Nevertheless, the landscape is evolving. Mind the Bridge has identified 74 VC funds globally that actively invest in dual-use startups, with more than one-third (35%) based in the United States, followed by 12% in the United Kingdom and 22% in Ukraine, the Baltics, and Eastern Europe. This growing interest from investors signals a shift in perception regarding the viability and potential of dual-use technologies.

The dual-use tech surge represents a pivotal moment in the intersection of innovation and security. As governments and private investors increasingly recognize the strategic importance of these technologies, the potential for transformative advancements in both civilian and military applications becomes clearer. The ongoing evolution of dual-use tech not only reshapes the defense landscape but also redefines how innovation is approached in an era marked by rapid technological change and heightened geopolitical uncertainty.

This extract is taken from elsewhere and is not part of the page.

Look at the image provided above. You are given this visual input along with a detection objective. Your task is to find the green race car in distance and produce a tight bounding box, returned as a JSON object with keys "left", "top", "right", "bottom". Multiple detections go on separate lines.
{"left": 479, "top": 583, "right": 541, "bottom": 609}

In conclusion, the rise of dual-use technologies is a multifaceted phenomenon that reflects broader trends in global security, innovation, and investment. As the world grapples with complex challenges, the ability to harness the power of dual-use tech will be crucial in shaping the future of defense and security. The journey ahead may be fraught with challenges, but the opportunities for growth and advancement in this sector are immense, promising a new era of innovation that bridges the gap between civilian and military applications.